Malawi to import 50,000 tonnes of maize after drought worsens

Agriculture is Malawi’s mainstay, accounting for a third of the economy.

A local mother of twins collects her family's monthly food aid ration from a United Nations World Food Programme. Picture: EPA/Jon Hrusa.

LILONGWE - Malawi will import 50,000 tonnes of the staple maize from Tanzania to avert hunger after a drought that affected 2,8 million people in the southern African nation, state officials said on Monday.

Agriculture is Malawi's mainstay, accounting for a third of the economy and providing livelihoods for 80 percent of the population of about 15 million people.

"With the 30,000 tonnes coming in from Zambia, we expect to add on another 50,000 tonnes from Tanzania that we have authorised (state-owned grain marketing company) ADMARC to import," Erica Maganga, the principal secretary in the ministry of agriculture told Reuters.

The United Nations World Food Programme this month extended the harvest period by another month to April because annual harvests will be delayed by the El Nino related drought.

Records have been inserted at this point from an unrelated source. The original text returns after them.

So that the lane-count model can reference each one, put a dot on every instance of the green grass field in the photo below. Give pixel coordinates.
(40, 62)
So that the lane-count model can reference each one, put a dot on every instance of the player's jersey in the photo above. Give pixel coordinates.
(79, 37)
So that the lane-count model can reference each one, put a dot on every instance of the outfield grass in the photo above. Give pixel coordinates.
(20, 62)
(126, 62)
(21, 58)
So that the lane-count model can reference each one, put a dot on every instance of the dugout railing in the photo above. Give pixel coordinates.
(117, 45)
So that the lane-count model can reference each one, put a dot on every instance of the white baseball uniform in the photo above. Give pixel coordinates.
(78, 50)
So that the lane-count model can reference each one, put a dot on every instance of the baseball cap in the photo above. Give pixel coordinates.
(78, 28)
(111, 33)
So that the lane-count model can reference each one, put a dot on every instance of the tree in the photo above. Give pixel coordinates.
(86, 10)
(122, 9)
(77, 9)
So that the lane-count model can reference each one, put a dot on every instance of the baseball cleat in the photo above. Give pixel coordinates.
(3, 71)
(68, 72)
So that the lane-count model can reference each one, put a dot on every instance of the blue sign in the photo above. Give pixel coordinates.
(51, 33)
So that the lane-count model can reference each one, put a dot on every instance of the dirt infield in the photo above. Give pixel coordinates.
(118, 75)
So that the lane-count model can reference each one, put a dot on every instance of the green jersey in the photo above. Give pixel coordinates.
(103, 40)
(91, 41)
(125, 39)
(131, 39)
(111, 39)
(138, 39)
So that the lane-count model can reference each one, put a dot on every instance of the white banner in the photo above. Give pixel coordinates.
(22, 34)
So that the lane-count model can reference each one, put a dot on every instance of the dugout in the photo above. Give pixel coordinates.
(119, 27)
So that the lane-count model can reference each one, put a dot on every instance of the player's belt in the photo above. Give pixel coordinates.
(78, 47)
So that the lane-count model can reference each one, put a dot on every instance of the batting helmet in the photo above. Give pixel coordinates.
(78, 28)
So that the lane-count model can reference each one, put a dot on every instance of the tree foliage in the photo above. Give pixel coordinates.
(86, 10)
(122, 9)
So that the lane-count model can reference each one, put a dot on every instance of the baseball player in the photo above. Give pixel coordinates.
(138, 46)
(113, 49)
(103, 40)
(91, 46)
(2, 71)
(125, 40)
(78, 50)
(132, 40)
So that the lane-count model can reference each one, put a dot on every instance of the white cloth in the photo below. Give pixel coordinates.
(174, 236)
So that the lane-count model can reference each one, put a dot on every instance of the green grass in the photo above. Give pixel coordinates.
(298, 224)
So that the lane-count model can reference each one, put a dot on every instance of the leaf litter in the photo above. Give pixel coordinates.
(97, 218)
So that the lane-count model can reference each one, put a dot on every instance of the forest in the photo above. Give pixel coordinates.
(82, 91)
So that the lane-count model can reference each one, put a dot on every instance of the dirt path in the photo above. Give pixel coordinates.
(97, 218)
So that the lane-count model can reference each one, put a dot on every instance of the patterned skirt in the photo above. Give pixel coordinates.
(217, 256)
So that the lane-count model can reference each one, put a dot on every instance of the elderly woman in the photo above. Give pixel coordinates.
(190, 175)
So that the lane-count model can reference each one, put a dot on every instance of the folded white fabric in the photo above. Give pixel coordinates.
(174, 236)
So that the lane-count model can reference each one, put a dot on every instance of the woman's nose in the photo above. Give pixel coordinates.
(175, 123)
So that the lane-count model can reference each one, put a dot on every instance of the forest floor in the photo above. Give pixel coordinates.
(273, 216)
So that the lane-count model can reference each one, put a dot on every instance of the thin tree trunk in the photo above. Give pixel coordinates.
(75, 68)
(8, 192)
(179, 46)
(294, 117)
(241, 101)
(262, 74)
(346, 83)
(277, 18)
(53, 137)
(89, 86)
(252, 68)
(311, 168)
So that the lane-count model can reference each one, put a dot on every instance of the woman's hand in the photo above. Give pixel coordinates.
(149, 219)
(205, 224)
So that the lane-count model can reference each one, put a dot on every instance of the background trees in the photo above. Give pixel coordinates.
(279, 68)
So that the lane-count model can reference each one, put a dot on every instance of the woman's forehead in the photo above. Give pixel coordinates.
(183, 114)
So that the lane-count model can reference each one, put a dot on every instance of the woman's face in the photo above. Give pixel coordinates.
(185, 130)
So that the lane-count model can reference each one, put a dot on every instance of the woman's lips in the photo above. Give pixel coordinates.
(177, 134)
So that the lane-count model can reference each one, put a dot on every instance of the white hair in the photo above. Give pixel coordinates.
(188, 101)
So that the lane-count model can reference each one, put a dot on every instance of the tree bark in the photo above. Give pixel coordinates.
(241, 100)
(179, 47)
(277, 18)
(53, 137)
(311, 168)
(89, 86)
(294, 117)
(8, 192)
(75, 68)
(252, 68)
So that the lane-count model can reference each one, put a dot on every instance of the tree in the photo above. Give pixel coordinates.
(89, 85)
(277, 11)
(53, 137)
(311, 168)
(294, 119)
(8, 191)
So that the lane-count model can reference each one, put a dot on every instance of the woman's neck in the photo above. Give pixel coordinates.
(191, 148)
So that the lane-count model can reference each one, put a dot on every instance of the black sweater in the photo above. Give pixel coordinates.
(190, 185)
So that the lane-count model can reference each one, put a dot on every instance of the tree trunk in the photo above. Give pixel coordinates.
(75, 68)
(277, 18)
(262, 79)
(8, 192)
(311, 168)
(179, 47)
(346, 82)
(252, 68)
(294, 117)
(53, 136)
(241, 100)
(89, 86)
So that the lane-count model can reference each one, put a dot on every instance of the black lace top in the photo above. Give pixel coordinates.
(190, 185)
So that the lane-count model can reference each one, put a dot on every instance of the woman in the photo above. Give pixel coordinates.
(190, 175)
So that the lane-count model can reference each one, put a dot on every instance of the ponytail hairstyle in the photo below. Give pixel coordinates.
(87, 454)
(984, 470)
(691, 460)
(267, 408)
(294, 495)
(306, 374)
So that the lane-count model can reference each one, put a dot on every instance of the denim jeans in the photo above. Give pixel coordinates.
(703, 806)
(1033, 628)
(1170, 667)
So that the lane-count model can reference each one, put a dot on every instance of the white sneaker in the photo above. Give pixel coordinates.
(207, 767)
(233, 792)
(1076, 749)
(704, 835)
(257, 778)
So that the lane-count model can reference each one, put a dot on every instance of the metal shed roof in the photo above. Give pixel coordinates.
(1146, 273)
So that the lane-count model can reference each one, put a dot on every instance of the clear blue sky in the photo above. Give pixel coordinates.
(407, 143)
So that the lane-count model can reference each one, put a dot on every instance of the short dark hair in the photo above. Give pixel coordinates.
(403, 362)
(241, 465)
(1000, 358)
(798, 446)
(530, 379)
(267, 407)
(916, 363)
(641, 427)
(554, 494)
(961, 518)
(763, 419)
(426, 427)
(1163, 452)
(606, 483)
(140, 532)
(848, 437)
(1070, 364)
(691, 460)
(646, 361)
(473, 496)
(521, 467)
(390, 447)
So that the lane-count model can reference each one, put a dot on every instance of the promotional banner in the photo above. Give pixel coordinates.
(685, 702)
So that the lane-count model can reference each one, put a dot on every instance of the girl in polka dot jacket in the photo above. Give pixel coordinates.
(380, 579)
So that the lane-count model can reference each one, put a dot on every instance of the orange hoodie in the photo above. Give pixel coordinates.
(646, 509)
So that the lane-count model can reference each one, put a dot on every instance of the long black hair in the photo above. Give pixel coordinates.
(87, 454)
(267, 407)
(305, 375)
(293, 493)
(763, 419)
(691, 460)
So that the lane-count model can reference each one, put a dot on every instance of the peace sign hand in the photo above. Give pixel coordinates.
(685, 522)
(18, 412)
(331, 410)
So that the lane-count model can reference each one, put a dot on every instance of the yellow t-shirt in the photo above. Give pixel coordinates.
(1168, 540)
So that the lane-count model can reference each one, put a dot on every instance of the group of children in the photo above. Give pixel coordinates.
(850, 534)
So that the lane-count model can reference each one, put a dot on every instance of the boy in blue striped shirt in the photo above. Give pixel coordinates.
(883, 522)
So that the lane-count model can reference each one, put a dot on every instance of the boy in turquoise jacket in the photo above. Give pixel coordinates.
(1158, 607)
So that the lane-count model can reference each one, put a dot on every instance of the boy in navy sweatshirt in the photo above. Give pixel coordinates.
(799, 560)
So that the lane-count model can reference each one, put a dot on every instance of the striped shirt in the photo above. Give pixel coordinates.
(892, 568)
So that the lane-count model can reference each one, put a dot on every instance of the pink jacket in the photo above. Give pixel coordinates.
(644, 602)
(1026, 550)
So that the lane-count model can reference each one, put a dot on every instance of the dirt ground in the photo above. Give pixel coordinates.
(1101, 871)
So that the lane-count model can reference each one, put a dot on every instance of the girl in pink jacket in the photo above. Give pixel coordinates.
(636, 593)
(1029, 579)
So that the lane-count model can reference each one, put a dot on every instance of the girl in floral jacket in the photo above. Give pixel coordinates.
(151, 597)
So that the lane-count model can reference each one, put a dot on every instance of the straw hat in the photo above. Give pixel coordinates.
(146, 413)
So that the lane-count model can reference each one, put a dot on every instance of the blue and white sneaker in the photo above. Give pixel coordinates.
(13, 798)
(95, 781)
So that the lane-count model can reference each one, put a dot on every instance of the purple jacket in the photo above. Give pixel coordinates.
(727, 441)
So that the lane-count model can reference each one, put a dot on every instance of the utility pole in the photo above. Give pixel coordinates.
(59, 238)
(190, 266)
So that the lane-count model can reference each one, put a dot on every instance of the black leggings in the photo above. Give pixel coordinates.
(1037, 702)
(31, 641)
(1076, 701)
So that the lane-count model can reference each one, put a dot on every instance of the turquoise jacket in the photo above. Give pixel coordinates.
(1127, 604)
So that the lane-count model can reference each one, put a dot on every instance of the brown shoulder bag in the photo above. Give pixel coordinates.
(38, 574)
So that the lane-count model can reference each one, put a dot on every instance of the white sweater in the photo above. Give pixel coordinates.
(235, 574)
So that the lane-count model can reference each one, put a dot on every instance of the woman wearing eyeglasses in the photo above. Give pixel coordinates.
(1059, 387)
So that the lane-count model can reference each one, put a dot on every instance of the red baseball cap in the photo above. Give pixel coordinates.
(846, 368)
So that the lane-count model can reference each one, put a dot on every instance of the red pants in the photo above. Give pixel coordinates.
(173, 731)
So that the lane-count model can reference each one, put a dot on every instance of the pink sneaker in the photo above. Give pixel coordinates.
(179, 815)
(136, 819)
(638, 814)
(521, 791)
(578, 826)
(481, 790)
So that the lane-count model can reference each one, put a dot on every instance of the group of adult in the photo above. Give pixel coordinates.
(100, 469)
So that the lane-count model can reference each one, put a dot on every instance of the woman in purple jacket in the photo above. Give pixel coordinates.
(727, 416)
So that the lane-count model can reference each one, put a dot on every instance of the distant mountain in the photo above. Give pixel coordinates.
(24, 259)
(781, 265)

The lean period usually ends in March when farmers start harvesting.

The WFP said last week that Malawi needs $38 million to help the most vulnerable during the extended lean period.

But Finance Minister Goodall Gondwe told Parliament last week that the 30,000 tonnes from neighbouring Zambia and the 50,000 to be imported from Tanzania will be enough to feed the affected population.